Le 26 mai prochain, les citoyens seront appelés à voter pour le renouvellement des députés du Parlement européen. À l’occasion de ces élections, Essentiel Santé Magazine et Harmonie Mutuelle ont organisé le 2 avril 2019 une Agora pour s’interroger sur la place de l’économie sociale et solidaire en Europe. Cette conférence-débat s’intitulait : « L’économie sociale, une chance pour l’Europe ? ».
En préambule, Stéphane Junique, président d’Harmonie Mutuelle, a rappelé les enjeux de la question du développement de l’économie sociale en Europe : « Nous devons lutter pour favoriser ses leviers, renforcer notre politique avec une stratégie d’alliance de ses acteurs pour transformer et faire évoluer l’Europe vers un modèle plus social, dans un contexte de projet européen fragilisé ».
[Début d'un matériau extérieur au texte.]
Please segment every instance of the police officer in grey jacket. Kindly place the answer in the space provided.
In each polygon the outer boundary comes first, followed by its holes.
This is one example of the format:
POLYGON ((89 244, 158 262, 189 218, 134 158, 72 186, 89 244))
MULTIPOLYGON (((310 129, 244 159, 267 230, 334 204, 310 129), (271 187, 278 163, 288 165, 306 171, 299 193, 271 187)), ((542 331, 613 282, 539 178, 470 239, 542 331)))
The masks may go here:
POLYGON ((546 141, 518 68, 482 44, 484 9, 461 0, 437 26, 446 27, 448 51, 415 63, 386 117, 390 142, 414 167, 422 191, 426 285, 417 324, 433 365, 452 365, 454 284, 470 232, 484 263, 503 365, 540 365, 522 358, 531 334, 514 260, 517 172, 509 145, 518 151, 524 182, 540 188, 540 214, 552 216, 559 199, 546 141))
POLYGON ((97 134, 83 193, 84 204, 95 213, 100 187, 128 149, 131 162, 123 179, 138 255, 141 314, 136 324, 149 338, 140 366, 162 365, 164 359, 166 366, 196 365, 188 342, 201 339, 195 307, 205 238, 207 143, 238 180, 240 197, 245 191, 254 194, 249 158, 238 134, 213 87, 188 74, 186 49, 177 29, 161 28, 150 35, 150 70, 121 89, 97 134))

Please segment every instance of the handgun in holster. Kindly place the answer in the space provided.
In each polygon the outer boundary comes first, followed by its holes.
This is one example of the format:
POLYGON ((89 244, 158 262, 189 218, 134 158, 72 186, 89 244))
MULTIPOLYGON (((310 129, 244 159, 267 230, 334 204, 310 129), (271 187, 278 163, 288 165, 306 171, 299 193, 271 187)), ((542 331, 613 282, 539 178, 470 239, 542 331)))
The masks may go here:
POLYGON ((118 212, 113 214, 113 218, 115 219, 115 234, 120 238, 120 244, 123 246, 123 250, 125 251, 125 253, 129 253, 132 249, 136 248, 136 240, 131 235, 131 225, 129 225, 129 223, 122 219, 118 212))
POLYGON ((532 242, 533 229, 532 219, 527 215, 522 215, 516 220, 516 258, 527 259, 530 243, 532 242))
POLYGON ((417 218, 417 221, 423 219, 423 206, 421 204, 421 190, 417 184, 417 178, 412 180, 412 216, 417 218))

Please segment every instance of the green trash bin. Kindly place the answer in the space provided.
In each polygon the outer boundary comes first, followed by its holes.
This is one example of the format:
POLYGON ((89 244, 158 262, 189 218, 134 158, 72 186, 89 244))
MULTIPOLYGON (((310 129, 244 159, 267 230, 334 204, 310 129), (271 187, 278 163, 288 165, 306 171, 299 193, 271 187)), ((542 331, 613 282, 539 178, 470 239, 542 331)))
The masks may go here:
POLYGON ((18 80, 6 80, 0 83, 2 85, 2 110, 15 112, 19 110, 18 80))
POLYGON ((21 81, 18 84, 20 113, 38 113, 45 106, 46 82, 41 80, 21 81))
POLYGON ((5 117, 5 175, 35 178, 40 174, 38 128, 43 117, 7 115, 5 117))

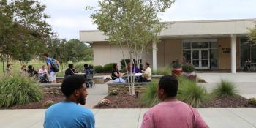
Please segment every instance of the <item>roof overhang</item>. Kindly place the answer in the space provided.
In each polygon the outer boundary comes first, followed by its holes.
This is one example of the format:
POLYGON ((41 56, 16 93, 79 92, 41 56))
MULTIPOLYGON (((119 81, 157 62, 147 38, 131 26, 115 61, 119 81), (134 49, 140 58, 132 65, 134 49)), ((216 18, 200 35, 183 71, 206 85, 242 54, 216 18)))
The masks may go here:
MULTIPOLYGON (((160 32, 159 37, 165 39, 246 35, 249 33, 248 29, 254 27, 255 21, 256 19, 240 19, 165 22, 169 26, 160 32)), ((99 30, 80 31, 79 33, 82 42, 102 42, 108 38, 99 30)))

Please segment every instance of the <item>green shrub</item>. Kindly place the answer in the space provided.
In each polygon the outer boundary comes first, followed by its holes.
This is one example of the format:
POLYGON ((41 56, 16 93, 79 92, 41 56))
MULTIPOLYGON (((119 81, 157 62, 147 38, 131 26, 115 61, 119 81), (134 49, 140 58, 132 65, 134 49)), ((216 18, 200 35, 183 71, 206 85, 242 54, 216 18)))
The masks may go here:
POLYGON ((162 69, 153 71, 154 75, 170 75, 171 70, 173 69, 171 66, 166 66, 162 69))
POLYGON ((75 64, 74 67, 76 71, 78 71, 78 72, 83 72, 83 69, 84 69, 84 67, 83 67, 83 63, 77 63, 75 64))
POLYGON ((178 99, 193 107, 199 107, 208 98, 206 88, 184 77, 178 78, 178 99))
POLYGON ((238 94, 238 91, 233 83, 222 79, 214 89, 213 94, 219 98, 235 97, 238 94))
POLYGON ((110 96, 114 96, 114 95, 117 95, 117 94, 118 94, 118 92, 117 91, 117 90, 112 90, 109 93, 109 95, 110 95, 110 96))
POLYGON ((39 102, 42 98, 42 91, 35 81, 19 75, 1 76, 0 90, 0 107, 39 102))
POLYGON ((103 67, 101 65, 97 65, 94 67, 94 69, 97 73, 102 73, 103 72, 103 67))
POLYGON ((157 105, 159 102, 157 98, 157 86, 158 84, 156 82, 152 82, 152 83, 147 86, 146 91, 142 93, 139 99, 139 102, 148 108, 157 105))
POLYGON ((191 73, 194 72, 195 67, 192 64, 185 64, 182 66, 182 70, 186 73, 191 73))
POLYGON ((103 72, 110 73, 110 72, 112 72, 112 70, 113 70, 113 63, 110 63, 110 64, 104 65, 103 72))

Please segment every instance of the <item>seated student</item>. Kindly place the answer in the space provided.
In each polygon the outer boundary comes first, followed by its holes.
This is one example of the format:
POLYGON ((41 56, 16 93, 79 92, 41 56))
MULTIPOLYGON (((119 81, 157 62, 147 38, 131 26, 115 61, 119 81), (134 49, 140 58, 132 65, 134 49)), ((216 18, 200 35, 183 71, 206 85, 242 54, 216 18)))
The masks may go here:
POLYGON ((37 72, 34 69, 34 67, 32 65, 29 65, 28 66, 28 75, 29 77, 34 77, 37 75, 37 72))
POLYGON ((27 74, 27 72, 26 72, 26 65, 23 65, 20 68, 20 72, 19 74, 20 75, 23 75, 23 76, 26 76, 26 74, 27 74))
POLYGON ((144 65, 145 71, 141 71, 143 74, 143 82, 150 82, 151 81, 151 75, 152 75, 152 71, 151 69, 149 67, 149 63, 146 62, 144 65))
POLYGON ((143 116, 141 128, 208 128, 199 113, 176 99, 178 80, 174 76, 160 78, 157 97, 162 102, 149 109, 143 116))
POLYGON ((5 69, 4 73, 6 75, 10 75, 12 73, 12 64, 7 64, 7 69, 5 69))
POLYGON ((46 110, 45 128, 94 128, 94 116, 84 107, 88 95, 85 82, 80 75, 72 75, 64 80, 61 89, 66 99, 46 110))
POLYGON ((70 75, 75 75, 75 69, 74 69, 73 64, 69 64, 69 68, 67 69, 65 71, 65 75, 64 75, 65 78, 70 75))
POLYGON ((118 71, 118 64, 115 63, 113 64, 112 71, 112 80, 114 83, 125 83, 125 80, 122 79, 121 77, 124 75, 124 73, 120 73, 118 71))

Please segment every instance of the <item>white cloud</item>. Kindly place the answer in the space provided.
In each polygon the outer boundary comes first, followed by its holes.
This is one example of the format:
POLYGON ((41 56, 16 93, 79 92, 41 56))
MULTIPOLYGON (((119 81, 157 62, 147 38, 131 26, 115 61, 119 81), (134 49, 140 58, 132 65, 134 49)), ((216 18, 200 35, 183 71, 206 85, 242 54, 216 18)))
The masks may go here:
MULTIPOLYGON (((48 20, 60 38, 78 38, 79 30, 96 29, 89 16, 97 0, 39 0, 47 6, 48 20)), ((176 0, 165 13, 162 21, 239 19, 256 18, 255 0, 176 0)))

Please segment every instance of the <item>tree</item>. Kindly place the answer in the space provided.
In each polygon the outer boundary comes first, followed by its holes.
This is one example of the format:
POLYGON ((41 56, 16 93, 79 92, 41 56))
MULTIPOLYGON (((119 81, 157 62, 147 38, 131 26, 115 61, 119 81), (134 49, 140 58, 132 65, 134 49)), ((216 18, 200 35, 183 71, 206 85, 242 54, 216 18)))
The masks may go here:
POLYGON ((0 55, 27 61, 46 48, 53 33, 45 6, 36 0, 0 1, 0 55))
MULTIPOLYGON (((173 2, 173 0, 102 0, 99 1, 99 9, 91 18, 97 29, 108 36, 110 43, 119 45, 124 59, 127 58, 124 48, 128 48, 128 58, 135 67, 140 64, 139 60, 148 43, 158 42, 157 34, 165 27, 157 15, 165 12, 173 2)), ((134 95, 135 77, 132 74, 129 76, 132 78, 131 81, 128 79, 129 94, 134 95)))

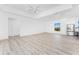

« L’ESS est actrice de la transformation sociale en Europe », a abondé Denis Stokkink, intervenant de cette conférence en tant que président du think tank Pour la solidarité, engagé en faveur d’une Europe solidaire et durable.
Le poids de cette économie alternative représente 2,8 millions d’entreprises, près de 14 millions de travailleurs et près de 10 % de la richesse produite dans l’Union européenne. L’économie sociale n’est donc pas négligeable sur le sol européen.
Mais, pour se faire entendre et orienter les politiques européennes, le secteur doit avant cela lever un certain nombre d’obstacles. Le premier étant que l’économie sociale n’est pas quelque chose d’homogène dans l’Union, malgré des valeurs communes. Le vocabulaire utilisé, les structures juridiques et même l’approche de cette économie diffèrent d’un pays à l’autre. La France va parler d’économie sociale et solidaire quand partout ailleurs le terme d’économie sociale est utilisé.
Les pays anglo-saxons vont avoir une logique fondée sur les « charities », que l’on pourrait traduire par organisme de bienfaisance. En Europe de l’est, l’économie sociale, issue de l’économie planifiée et organisée, est perçue négativement. « C’est un paysage dans lequel on ne parle pas la même langue », résume Alain Coheur, membre du Comité économique et social européen (CESE).
Pourtant, au sein de l’Union européenne, le contexte devient de plus en plus favorable au développement de cette économie. La place accordée à l’économie sociale dans les instances européennes s’accentue avec la formation d’un intergroupe dédié et l’augmentation du nombre de personnes chargées de la question à la Commission européenne. Mais surtout, l’adoption du socle européen des droits européens* en novembre 2017 est un signal fort envoyé pour une évolution plus sociale de l’Europe.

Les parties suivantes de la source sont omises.